Diamond Ashiagbor, Prabha Kotiswaran and Amanda Perry-Kessaris

A decade ago, attention within academia and beyond was focused on learning lessons from the 2008 financial crisis. We shared an interest in how sociologically-inspired approaches might enhance our ability to (conceptually and empirically) investigate and (normatively)  assess relationships between law and economic life; in drawing on and collaborating with early career researchers; and in maintaining a global orientation.

Towards an Economic Sociology of Law

We began an Economic Sociology of Law reading group, which then blossomed into an invitational workshop, ‘Towards an Economic Sociology of Law’, and special issues of the Journal of Law and Society (2013) and the Northern Ireland Legal Quarterly (2014).

Contributing to those special issues were:

Also participating in the 2012 workshop were Dzodzi Tsikata on ‘Socio-economic conditions, employers’ perspectives and the possibilities of legal and policy reform of domestic work’ and Rohit De on ‘“Commodities must be controlled”: economic crimes and market discipline in India (1939–1955)‘.

One aim of that venture was to highlight the deficiencies of dominant, under-socialised, economic approaches to law. Another was to place economic sociology of law in the broader context of sociological approaches to law—weaving together the work of ever-influential Max Weber with that of, then newly resurgent, Karl Polanyi; as well as with heterodox feminist and post-colonial re-conceptualisations of economy, market and law to account for unpaid and subsistence activities, non-linear trajectories of capitalism and alternate vocabularies of justice.

The economic lives of law

In 2022, we returned to the theme of Economic Sociology of Law, and sociologically-informed approaches to law and economy more broadly. We organised three sessions of papers exploring ‘The Economic Lives of Law’ at the Law and Society Association Global Meeting in Lisbon, which was co-sponsored by the Socio-Legal Studies Association.

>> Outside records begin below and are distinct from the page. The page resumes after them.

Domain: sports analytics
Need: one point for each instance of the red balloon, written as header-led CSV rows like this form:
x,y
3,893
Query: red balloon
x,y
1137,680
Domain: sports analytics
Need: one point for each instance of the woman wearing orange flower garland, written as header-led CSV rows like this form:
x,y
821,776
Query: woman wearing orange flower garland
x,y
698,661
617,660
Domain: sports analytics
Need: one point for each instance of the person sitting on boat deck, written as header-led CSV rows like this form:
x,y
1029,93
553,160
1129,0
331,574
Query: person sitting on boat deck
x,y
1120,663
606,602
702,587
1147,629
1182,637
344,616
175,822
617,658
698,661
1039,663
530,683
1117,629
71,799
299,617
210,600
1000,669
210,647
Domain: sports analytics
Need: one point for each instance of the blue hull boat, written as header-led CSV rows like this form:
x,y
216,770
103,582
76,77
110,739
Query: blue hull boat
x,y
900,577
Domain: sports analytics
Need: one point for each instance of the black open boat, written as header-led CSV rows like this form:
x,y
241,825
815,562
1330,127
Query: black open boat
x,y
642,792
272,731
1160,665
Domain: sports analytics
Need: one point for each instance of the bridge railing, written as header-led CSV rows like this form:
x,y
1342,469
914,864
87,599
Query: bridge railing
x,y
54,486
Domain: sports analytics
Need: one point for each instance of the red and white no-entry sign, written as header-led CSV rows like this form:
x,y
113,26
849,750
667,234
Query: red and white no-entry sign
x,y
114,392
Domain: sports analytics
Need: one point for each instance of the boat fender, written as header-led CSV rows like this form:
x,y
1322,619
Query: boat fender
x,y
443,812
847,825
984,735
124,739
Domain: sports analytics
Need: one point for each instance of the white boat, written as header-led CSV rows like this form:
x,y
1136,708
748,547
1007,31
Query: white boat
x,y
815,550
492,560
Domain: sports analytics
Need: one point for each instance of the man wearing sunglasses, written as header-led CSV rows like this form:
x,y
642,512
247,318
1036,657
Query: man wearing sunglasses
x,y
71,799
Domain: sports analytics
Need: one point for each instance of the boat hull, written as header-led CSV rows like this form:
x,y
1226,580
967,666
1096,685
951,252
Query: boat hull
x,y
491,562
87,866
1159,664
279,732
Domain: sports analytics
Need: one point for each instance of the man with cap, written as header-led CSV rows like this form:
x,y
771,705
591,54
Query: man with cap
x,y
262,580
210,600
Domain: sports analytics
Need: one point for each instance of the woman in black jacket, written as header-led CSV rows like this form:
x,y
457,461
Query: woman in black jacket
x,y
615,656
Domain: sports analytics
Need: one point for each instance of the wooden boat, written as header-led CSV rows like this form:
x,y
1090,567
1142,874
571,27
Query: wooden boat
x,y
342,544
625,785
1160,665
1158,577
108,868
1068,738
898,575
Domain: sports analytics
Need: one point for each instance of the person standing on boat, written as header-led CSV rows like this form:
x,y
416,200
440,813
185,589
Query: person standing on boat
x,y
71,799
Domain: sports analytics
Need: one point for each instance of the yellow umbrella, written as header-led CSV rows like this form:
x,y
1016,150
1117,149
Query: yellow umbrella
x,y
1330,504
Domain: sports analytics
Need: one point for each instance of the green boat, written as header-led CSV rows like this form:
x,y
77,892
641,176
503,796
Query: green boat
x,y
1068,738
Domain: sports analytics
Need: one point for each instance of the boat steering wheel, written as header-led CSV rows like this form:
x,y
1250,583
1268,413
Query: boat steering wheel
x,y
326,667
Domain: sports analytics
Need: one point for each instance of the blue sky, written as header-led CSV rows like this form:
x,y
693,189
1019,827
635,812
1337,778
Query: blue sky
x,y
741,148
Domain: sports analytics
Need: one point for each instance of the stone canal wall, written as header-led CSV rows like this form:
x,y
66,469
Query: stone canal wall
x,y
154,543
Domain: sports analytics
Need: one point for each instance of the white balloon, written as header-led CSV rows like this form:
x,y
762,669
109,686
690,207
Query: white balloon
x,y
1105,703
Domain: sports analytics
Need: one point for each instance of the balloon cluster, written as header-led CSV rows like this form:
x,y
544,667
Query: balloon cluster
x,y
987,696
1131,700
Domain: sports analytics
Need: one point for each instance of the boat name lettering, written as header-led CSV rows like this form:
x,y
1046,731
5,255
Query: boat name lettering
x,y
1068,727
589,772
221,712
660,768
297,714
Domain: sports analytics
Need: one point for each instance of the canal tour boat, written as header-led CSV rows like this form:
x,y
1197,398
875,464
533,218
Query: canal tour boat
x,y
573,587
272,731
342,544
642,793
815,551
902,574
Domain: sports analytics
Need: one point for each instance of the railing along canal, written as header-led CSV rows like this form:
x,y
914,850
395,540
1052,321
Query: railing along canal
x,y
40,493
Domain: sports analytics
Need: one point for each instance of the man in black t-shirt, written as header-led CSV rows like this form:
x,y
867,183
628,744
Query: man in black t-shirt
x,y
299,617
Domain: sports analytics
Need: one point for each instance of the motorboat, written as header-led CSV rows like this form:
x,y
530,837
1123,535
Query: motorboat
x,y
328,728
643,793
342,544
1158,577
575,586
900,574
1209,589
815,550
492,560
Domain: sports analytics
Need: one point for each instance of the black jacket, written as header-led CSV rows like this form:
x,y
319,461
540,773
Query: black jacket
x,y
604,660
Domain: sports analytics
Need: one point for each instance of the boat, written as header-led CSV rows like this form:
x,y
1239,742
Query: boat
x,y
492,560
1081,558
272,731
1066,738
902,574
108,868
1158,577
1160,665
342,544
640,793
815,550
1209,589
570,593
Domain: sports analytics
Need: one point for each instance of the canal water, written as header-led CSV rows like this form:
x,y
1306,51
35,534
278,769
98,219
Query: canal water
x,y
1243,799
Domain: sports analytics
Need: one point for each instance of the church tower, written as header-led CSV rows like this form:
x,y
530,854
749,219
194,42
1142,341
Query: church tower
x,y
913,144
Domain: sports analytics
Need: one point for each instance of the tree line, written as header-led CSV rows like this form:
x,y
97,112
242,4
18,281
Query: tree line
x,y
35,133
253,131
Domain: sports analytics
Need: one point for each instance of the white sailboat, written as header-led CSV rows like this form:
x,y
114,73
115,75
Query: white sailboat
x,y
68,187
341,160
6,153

The panels included the following papers (links to video recordings, text or slides are embedded in titles where available):

  • Diamond Ashiagbor on ‘Economic sociology of law and the racial constitution of labour markets’ [video]
  • Ruth Dukes on ‘Neoliberalism and labour law’ [slides]
  • Isabel Jaramillo on ‘Family law and the care revolution: perspectives from Latin America’
  • Cyprian Kambili ‘How can economic sociology of law provide insights on informality in African economies?’
  • Prabha Kotiswaran ‘Revaluing unpaid care: insights from an Indian experiment’ [text]
  • Allison Lindner ‘Policymaking for sustainable development: a case study from the South African waste management economy’ [video]
  • Ambreena Manji ‘Searching for care labour in African social history’
  • Moritz Neugebauer ‘In praise of the econo-socio-legal: The growth of atypical work as an epistemological coup’
  • Lyn Ossome ‘Gender, violence and the “captive maternals”’
  • Amanda Perry-Kessaris ‘Designerly ways with law and economy’ [video]
  • Saadat Pirzada ‘Regulating the market for force: a study of the legitimacy and legality of private military and security companies in the United Kingdom’
  • Clare Williams ‘The role of generative metaphor in the economic life of the law’ [video]

One of our aims was to explore how scholarship on law and economy has progressed. Another has been to consider sociologically-informed approaches to law and economy in the context of the growing interest in the field of Law and Political Economy (LPE). What are the points of contact and difference in these approaches, their relative strengths and weaknesses?

These are the threads that we intend to follow in the decade ahead.